Some questions/concerns . . .
1. Straight through training and discontinuation of GMO tours
Sounds like this isn't going to happen, entirely. The number of GMO tours may get reduced (especially the # of "unsupervised" ones), but they're probably not going away completely. GMOs are a unique facet of milmed, and if people have great heartache about them, then they probably shouldn't join. Hopefully the quality and professional experiences of the GMO jobs will increase (cool things like humanitarian missions, real wartime trauma experiences, etc etc).
2. Bonuses paid by the month instead of annually (no raise just simplified pay system)
sounds reasonable enough. also, i'd advocate a significant increase in bonus's and specialty pays, to help bring milmed salaries more on par with the civi world.

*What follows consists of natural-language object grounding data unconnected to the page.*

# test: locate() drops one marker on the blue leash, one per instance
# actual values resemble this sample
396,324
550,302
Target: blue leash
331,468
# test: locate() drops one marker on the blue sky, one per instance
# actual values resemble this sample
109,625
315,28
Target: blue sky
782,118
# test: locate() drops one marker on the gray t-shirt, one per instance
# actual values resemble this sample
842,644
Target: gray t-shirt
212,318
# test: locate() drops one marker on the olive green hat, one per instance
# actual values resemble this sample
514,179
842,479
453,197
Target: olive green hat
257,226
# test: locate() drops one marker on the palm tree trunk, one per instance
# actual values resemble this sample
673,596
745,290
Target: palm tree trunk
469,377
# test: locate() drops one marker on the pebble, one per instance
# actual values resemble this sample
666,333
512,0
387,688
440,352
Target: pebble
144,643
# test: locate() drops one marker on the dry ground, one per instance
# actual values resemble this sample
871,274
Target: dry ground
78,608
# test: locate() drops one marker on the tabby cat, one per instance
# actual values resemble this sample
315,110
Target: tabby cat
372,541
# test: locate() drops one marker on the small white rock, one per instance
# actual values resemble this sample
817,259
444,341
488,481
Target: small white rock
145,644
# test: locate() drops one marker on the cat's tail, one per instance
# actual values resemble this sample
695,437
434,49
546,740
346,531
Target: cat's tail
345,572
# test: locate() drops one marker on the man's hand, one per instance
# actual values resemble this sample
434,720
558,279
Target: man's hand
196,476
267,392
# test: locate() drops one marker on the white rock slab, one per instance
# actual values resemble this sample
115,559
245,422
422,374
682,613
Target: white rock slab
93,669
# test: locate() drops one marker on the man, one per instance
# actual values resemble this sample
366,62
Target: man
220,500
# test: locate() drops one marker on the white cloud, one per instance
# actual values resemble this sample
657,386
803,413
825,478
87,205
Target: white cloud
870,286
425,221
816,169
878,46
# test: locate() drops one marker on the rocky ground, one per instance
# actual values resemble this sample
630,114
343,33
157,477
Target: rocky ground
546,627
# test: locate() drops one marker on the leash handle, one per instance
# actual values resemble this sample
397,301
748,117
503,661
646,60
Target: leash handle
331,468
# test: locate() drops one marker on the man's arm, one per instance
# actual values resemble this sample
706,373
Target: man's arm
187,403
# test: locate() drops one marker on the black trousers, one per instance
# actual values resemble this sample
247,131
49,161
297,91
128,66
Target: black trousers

3. 360 degree evaluation for promotion: 1) traditional political/subjective evaluation 2) patient evaluation 3) peer/subordinate evaluation
There are parts of the Navy (at least) that have implemented these '360' evaluations. However, the senior rater is still your boss, and he/she still signs the bottom line and has the ultimate authority over the content of your fitrep/eval. The problem with the 360 approach is that it is difficult to standardize the evals and of course there's a ton of subjectiveness that goes into it.
Just outta curiosity, in the civi world, how are medical professionals 'evaluated' and promoted, say within a hospital ranking structure?
4. Better respect for professional boundaries. Professional standing trumps rank.
I think here you're talking about the complaint of having nurses and MSC's acting as your boss, or dictating policy that affects patient care, right?
I don't think you have a problem with a nurse or MSC telling you what to do, you have a problem with an
incompetent nurse or MSC telling you what to do, and telling you to do something that you know is not right nor professional, correct?
Again, i'll ask for a comparison with the civi world. You have plenty of situs out there where MPHs, nurses, MBAs, JDs even are calling some important shots that affect patient healthcare. So how do civi physicians deal with an MBA telling him/her what to do, or making policy that affects how the MD treats a patient?
5. Replacement of AHLTA with VISTA with one system for both DoD and VA
i don't know anything about either system, sounds like each system is very huge and complicated. I'm not sure merging them would be such a great idea. Maybe all that needs to created is a strong line of communication between the two systems, so you can toggle from one database to the other with no loss of data.